NWFS sb->s_blocksize issues

From: Jeff V. Merkey (jmerkey@timpanogas.com)
Date: Thu Aug 31 2000 - 11:22:55 EST


Why was it necessary to interlock the blocksize reported by a file
system with the superblock with the page cache and the ll_rw_block()
interface? I've gotten to the bottom of the bmap() problem with using a
1024/2048/4096 blocksize and the problem is related to the way the page
cache asks for pages. NWFS will suballocate files < volume blocksize
(4K,8K,16K,32K,64K). These suballocated file runs are not always block
aligned which results in the page cache getting partial or scattered
runs.

The page cache always seems to assume that the blocks for a page will
conform to the sb->s_blocksize value (which is ok), however, what's
stilted about this model is that the underlying logic in ll_rw_block()
will enforce buffer head reads to this blocksize value. My benchmarking
shows best performance on Linux at 1024 blocksize settings (drivers
seems optimized to this case). I have found that if I define
sb->s_blocksize to a certain value, buffer heads get rejected if I
attempt other values because set_blocksize() fails if the superblock
value does not match.

I can completely get around this problem by setting everything to a
blocksize of 512, and using buffer heads set to this blocksize, however,
this eats up more memory and creates more overhead in the ll_rw_block()
code since it has to merge all these requests, plus there's the overhead
of allocating tons of buffer heads for all the 512 blocks.
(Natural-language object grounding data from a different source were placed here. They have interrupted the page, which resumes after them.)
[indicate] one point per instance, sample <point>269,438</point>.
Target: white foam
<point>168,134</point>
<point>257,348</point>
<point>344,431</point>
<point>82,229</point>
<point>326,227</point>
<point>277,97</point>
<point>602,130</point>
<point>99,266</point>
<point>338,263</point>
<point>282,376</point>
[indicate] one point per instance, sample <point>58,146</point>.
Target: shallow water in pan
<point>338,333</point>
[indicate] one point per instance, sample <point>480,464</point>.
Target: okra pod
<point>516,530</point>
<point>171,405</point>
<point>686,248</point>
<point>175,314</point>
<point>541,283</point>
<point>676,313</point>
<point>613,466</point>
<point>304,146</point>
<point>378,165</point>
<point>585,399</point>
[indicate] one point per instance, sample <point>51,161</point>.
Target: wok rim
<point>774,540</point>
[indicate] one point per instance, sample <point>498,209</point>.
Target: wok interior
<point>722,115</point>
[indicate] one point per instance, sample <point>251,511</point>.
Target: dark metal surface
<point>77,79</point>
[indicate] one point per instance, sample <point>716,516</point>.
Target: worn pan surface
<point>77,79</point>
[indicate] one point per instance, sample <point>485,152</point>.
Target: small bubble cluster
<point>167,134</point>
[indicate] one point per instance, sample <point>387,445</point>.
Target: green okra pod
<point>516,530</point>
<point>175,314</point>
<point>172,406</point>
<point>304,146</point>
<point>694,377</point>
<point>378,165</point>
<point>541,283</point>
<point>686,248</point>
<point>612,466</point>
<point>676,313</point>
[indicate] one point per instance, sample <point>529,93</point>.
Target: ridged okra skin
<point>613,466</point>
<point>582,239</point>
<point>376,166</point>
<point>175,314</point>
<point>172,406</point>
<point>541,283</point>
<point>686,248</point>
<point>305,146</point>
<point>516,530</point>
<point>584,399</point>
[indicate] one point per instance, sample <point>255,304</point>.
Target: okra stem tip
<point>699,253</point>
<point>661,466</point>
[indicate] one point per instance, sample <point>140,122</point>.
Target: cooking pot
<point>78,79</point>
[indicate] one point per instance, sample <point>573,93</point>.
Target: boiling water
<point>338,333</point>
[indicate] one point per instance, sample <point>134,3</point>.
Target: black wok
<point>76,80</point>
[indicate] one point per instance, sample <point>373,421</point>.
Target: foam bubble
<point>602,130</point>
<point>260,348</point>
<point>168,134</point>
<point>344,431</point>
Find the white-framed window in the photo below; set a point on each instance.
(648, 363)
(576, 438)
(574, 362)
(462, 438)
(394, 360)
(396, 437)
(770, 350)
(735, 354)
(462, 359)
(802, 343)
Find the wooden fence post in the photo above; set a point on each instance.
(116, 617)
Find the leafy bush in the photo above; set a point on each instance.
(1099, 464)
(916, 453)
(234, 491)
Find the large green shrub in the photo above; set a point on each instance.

It also
increases (oink) the bmap() interative calling to map a file since
smaller blocksizes result in more calls through the page cache
interface. I guess what I am asking is why does there need to be a
correlation beween page cache superblock size and an artificial
enforement underneath in ll_rw_block() to force block I/O operations to
be the same.

One would think that ideally, I/O requests would allow variable length
sector operations up to any size, and a config option to allow the page
cache to bmap() sizes independently of I/O requests to the disks.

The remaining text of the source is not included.